Adolescents with mental health issues like ADHD and bi-polar disorder, and those with obsessive or impulsive personalities are more likely to become addicted, said Dr. Ortiz-Schwartz. But all teens need to understand the risks associated with marijuana use. The human brain, particularly the frontal lobe responsible for judgment, time management, working memory and executive functioning, is at a critical stage of development during adolescence — and marijuana interferes with this process.
“You have to wait till your brain is fully developed,” she tells her teenage patients. In addition to the shorter-term effects, including impaired judgment, coordination, retention and reaction times, “teens are permanently impairing their brain development.”
Peggy O’Leary, who raised two children in Pelham, shared her family’s personal story. She began by reading a poem written by her son, who struggled with marijuana addiction in high school and college, and is still dealing with the lasting physical and mental effects of drug use.
Like most teens, “he started using marijuana to fit in socially,” said O’Leary. And he exhibited the classic early warning signs of addiction, including mood swings, academic deterioration, a sudden shift in his group of friends (dropping his lifetime buddies), spending lots of money.
“Pelham parents want to believe that their children are buying drugs in the Bronx — but it is harder to accept the reality, that their peers are their suppliers,” warned O’Leary.
After dropping out of college, hospitalization and ongoing treatment, her son, now 25, is able to reflect back on his mistakes and the harm he caused those who love him. But back when he was using marijuana, he was “completely unable to discern between right and wrong.”
By courageously sharing her story, O’Leary set the tone for an open conversation about what Pelham parents can do to raise awareness about the dangers of teen marijuana use. Pelham Superintendent Dr. Cheryl Champ, who was in the audience along with several colleagues, spoke about her administration’s multi-pronged approach to addressing this issue.
“We are partnering with Pelham Together and using all of our resources so that we can get ahead of this issue, said Dr. Champ. “We’ve increased consequences for using in school, we are referring students caught using to counseling, and we are bringing in several outside speakers to educate students and parents alike.”
Survey results both in Pelham and nationally show that there are many misconceptions among teens about marijuana being harmless.
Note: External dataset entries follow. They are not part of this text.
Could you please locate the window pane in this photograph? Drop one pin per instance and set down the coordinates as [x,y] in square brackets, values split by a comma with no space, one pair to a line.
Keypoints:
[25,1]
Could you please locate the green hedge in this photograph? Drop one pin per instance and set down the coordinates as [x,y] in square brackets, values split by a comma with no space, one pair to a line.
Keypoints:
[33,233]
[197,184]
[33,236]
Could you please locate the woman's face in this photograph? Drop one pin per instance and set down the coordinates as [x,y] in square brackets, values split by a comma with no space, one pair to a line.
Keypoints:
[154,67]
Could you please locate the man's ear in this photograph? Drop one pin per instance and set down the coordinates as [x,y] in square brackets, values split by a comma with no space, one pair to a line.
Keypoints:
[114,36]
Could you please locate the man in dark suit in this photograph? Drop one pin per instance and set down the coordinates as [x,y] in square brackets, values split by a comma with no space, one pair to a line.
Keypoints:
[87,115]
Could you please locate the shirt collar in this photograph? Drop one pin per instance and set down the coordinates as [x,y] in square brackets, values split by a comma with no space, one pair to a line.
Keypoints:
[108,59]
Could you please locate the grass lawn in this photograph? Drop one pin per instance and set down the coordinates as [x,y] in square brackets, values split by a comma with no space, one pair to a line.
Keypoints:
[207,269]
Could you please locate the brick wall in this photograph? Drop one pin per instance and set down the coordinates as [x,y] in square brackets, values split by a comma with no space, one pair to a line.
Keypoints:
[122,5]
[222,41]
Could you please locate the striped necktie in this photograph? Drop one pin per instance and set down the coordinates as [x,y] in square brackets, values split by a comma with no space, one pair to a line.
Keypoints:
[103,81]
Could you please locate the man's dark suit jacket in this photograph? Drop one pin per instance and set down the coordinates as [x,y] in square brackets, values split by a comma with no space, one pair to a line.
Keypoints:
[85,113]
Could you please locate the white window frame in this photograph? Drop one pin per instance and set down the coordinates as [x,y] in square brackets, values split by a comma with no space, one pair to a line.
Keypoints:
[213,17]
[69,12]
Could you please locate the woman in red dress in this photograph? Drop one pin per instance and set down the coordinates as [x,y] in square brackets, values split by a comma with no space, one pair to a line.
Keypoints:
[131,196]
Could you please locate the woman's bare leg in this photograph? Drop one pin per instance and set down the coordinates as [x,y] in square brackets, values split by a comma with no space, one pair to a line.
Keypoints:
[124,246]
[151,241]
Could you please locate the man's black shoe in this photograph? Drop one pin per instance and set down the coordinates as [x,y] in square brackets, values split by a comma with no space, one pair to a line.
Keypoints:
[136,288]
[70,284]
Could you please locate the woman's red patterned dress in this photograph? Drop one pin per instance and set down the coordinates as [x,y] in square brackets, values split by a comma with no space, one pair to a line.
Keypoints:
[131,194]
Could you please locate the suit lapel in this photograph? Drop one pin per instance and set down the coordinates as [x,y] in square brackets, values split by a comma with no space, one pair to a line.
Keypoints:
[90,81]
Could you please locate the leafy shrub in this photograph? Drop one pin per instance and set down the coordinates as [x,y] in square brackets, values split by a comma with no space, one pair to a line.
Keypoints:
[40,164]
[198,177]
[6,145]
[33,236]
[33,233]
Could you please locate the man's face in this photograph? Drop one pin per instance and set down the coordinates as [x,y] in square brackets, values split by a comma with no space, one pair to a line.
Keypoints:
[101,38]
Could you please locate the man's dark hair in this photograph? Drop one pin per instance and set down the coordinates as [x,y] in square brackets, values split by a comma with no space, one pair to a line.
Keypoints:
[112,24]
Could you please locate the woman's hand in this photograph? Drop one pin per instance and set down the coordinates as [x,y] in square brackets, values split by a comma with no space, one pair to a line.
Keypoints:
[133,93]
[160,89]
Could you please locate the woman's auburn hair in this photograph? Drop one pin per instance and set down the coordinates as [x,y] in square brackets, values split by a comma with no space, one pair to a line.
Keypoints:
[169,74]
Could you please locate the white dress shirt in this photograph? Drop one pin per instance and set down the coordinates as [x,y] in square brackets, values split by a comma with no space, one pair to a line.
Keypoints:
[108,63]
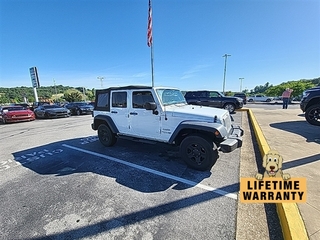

States legalizing the drug for medicinal and recreational purposes only makes matters worse.
Parents can help change this by speaking to their children early and often about the negative, long-term effects of marijuana on the developing teenage brain. They can also educate themselves about early warning signs and the latest (often undetectable) methods of use. There are helpful articles, videos, reading lists, and local mental health resources listed on www.pelhamtogether.org.